As we can see above, the OpenAlex ID for the University of Alabama is “https://openalex.org/I17301866” or just “I17301866”

ua_openalex_id = 'I17301866'
endpoint = 'works'
filters = f'institutions.id:{ua_openalex_id}'
params = {
    'filter': filters,
    'api_key': API_KEY
}
ua_data = requests.get(BASE_URL + endpoint, params=params).json()

# Display resulting metadata
ua_data['meta']

{'count': 67900,
 'db_response_time_ms': 69,
 'page': 1,
 'per_page': 25,
 'groups_count': None,
 'cost_usd': 0.0001}

As we can see from the count in the metadata, these two approaches found the same number of publications.

3. Page through the Results of a Query#

In the examples above, we have only retrieved the first page of results for a query. If we wish to obtain all of the data for an institution, we must page through the results. Paging is used in the example below to obtain all of the publications by UA in the OpenAlex database:

# Parameters for obtaining UA publications
endpoint = 'works'
filters = 'institutions.id:I17301866'

# The cursor to the next page is given in the metadata of the response
# To get the first page, we set the cursor parameter to '*'
cursor = '*'
page_size = 200

ua_articles = []

# When the end of the results has been reached, the 'next_cursor' variable will be null
# This while loop iterates through all pages of the results
while cursor is not None:
    params = {
        'filter': filters,
        'cursor': cursor,
        'per-page': page_size,
        'api_key': API_KEY
    }
    page_data = requests.get(BASE_URL + endpoint, params=params).json()

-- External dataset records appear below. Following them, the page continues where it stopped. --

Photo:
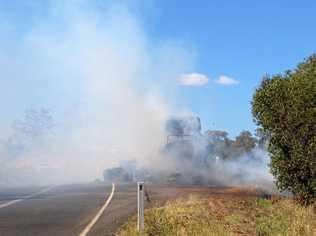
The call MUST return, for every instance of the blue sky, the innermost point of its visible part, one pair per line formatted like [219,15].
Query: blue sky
[241,40]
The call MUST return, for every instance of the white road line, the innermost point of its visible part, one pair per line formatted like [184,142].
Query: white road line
[22,199]
[95,219]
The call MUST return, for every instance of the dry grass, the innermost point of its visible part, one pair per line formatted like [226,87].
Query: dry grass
[226,216]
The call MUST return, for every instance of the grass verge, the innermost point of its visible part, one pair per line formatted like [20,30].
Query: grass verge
[212,216]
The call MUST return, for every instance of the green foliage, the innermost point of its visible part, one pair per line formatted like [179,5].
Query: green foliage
[235,217]
[285,107]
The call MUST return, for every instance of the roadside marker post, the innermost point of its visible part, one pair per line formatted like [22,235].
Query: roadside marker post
[140,203]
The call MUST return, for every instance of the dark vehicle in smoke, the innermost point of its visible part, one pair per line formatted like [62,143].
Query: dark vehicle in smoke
[185,149]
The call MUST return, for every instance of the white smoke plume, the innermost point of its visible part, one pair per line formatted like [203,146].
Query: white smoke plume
[108,85]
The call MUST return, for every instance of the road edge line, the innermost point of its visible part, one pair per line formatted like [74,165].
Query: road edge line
[98,215]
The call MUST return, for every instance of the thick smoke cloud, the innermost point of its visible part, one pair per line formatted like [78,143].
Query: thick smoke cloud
[107,84]
[109,87]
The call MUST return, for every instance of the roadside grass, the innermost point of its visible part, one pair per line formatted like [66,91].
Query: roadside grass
[200,216]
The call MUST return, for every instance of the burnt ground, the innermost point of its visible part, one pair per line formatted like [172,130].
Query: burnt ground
[66,210]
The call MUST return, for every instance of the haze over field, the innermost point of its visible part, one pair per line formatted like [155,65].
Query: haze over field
[106,87]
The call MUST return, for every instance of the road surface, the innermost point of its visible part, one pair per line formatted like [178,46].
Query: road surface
[68,210]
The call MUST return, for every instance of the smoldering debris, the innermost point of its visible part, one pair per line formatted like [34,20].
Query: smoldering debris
[191,157]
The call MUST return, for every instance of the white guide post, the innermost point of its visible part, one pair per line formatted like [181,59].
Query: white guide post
[140,201]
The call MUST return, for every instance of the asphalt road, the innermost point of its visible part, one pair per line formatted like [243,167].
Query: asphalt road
[62,210]
[68,210]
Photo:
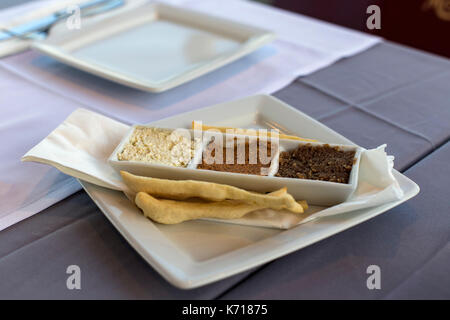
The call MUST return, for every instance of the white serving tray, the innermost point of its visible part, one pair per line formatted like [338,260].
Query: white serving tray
[154,47]
[196,253]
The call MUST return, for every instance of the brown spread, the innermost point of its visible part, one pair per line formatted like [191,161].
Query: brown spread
[324,163]
[243,157]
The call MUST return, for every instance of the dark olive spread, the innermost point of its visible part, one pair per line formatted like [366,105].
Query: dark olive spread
[323,163]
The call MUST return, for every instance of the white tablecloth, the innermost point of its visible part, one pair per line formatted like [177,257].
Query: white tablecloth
[38,93]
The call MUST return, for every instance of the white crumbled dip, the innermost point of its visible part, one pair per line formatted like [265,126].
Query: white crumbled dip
[160,146]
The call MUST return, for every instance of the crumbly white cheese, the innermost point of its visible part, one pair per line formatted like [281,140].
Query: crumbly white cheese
[160,146]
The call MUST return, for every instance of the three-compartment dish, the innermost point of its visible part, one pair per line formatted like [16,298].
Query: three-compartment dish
[322,174]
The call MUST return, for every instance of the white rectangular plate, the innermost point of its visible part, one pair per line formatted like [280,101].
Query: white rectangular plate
[154,47]
[196,253]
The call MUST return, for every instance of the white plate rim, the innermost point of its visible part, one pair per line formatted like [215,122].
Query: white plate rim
[260,38]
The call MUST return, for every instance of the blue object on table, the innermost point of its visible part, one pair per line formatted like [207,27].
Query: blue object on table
[38,29]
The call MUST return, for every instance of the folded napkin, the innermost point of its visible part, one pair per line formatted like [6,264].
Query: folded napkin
[81,145]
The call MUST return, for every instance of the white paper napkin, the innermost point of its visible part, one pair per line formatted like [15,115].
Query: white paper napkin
[81,145]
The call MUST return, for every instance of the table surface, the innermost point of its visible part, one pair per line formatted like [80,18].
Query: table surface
[388,94]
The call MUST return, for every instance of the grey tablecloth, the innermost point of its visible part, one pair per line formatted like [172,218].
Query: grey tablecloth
[388,94]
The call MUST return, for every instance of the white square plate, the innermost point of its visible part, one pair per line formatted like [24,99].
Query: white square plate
[195,253]
[154,47]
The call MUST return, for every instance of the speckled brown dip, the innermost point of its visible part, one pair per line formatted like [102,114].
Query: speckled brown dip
[251,164]
[323,163]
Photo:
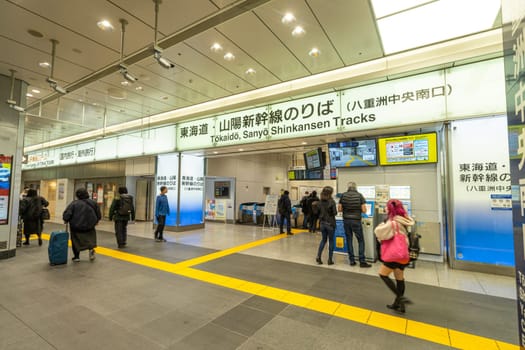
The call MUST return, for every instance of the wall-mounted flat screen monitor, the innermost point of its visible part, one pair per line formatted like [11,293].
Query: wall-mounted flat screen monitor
[314,159]
[411,149]
[360,153]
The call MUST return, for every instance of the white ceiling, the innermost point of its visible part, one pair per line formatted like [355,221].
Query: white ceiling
[345,31]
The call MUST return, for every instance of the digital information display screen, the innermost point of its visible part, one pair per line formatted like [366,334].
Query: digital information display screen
[353,153]
[412,149]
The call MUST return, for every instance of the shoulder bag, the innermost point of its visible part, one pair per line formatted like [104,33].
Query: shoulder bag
[396,248]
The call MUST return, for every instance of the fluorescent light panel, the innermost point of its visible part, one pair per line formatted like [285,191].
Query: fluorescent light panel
[436,21]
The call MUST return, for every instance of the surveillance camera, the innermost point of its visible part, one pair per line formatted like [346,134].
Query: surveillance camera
[164,62]
[60,89]
[12,104]
[127,75]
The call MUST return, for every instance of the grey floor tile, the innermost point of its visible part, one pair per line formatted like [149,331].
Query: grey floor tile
[251,344]
[244,320]
[284,333]
[173,326]
[210,337]
[347,335]
[267,305]
[307,316]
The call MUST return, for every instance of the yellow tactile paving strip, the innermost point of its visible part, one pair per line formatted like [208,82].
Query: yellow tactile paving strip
[419,330]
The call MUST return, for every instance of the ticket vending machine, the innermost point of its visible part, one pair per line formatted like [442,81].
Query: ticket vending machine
[368,224]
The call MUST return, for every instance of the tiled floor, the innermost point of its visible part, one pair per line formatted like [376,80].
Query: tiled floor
[303,250]
[118,302]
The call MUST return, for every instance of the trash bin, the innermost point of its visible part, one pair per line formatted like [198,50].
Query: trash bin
[246,212]
[258,213]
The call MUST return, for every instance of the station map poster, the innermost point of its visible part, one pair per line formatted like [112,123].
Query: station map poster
[167,175]
[5,187]
[513,15]
[191,190]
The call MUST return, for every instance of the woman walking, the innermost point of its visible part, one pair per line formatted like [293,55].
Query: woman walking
[397,222]
[327,213]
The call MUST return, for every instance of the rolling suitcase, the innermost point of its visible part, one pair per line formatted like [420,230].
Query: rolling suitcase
[57,249]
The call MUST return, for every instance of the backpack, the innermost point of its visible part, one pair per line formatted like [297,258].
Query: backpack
[315,207]
[413,246]
[125,205]
[281,206]
[34,208]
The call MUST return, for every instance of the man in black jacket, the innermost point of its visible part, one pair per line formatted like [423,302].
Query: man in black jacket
[352,204]
[122,210]
[82,215]
[284,206]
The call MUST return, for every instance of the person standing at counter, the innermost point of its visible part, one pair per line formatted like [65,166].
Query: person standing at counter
[327,213]
[353,204]
[162,209]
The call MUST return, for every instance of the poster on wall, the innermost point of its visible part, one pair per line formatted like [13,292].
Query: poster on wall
[167,174]
[5,188]
[191,190]
[481,191]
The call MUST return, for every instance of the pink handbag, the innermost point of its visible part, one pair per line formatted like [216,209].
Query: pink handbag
[396,248]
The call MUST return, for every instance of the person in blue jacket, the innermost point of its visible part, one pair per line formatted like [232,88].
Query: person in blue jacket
[162,209]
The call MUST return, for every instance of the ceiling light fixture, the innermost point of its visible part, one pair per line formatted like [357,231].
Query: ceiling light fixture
[11,102]
[288,18]
[105,25]
[298,31]
[163,61]
[52,82]
[229,56]
[216,47]
[314,52]
[122,67]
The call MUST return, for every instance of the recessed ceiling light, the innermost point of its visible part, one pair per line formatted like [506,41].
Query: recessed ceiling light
[105,25]
[216,47]
[229,56]
[298,31]
[288,18]
[35,33]
[314,52]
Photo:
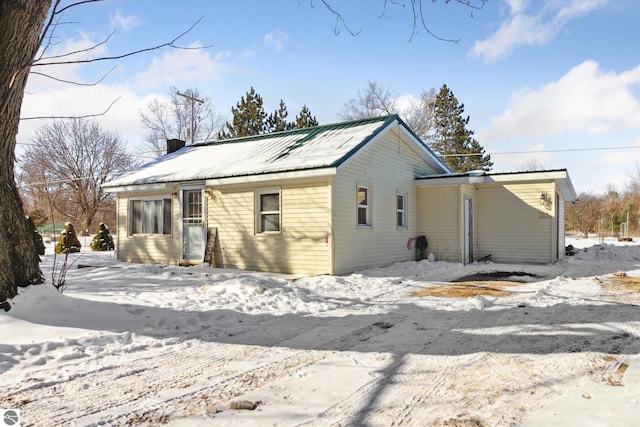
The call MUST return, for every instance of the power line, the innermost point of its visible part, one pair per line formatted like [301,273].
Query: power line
[562,150]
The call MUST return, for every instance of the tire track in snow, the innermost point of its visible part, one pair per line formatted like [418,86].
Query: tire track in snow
[62,402]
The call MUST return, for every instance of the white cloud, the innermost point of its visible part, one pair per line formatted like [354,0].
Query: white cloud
[195,66]
[125,23]
[584,99]
[532,23]
[276,39]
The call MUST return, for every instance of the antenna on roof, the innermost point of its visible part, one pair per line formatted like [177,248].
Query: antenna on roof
[193,100]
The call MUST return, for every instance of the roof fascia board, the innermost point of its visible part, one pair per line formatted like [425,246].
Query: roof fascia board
[278,176]
[135,187]
[560,177]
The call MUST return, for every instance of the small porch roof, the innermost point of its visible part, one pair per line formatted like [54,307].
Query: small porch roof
[559,176]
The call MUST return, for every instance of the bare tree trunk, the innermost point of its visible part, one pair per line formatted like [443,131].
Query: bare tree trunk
[21,22]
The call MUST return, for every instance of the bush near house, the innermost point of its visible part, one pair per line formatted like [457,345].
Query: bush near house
[68,240]
[102,241]
[37,238]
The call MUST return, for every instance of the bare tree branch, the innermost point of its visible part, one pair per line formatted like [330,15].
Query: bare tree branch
[172,43]
[72,82]
[86,116]
[339,20]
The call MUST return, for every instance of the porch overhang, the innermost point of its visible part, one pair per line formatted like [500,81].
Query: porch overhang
[559,176]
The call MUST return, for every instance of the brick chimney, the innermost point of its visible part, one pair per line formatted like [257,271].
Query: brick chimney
[174,145]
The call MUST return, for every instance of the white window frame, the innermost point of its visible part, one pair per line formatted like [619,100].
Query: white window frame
[160,216]
[259,213]
[367,206]
[401,212]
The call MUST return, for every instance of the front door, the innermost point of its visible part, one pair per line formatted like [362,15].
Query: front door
[468,230]
[193,226]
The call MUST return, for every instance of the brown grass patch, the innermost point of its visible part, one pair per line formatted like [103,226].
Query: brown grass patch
[612,372]
[467,289]
[623,282]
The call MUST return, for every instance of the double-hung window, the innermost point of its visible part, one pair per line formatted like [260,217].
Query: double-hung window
[150,216]
[401,210]
[364,206]
[268,211]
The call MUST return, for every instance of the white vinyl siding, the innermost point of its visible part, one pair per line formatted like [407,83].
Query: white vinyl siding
[440,221]
[303,244]
[150,216]
[387,166]
[514,226]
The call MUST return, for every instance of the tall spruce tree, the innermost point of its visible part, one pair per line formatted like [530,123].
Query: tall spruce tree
[304,119]
[277,121]
[249,117]
[451,139]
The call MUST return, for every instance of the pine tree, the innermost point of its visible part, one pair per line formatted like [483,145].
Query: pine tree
[304,119]
[102,241]
[68,240]
[277,121]
[451,138]
[249,117]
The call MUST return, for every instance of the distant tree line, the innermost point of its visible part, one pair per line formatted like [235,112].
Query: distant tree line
[610,214]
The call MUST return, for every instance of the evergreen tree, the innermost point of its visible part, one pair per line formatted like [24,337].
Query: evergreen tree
[68,240]
[102,241]
[249,117]
[37,238]
[277,121]
[304,119]
[451,138]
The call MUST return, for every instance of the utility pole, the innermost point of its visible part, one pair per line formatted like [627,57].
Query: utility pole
[193,100]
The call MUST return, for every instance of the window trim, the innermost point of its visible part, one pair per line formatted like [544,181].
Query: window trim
[258,212]
[401,211]
[160,219]
[368,207]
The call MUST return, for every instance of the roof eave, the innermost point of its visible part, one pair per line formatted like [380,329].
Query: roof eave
[559,176]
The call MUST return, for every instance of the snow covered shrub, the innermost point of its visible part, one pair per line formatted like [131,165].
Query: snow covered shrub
[68,240]
[37,238]
[102,241]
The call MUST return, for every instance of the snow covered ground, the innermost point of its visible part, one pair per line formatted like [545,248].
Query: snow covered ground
[154,344]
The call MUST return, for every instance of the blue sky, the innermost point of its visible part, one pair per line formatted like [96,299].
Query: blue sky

    # Set cursor to the next page
    cursor = page_data['meta']['next_cursor']
    
    # Add results to the ua_articles list
    ua_articles.extend(page_data['results'])
    
    # Wait 0.2 seconds between requests to follow OpenAlex's rate limit
    sleep(0.2)

# Display number of UA articles in database
len(ua_articles)

Plot UA Publications by Year#

This example plots the number of UA publications per year from 1970 onward:

# Extract publication years
publication_years = []
for article in ua_articles:
    if article['publication_year'] and article['publication_year'] >= 1970:
        publication_years.append(article['publication_year'])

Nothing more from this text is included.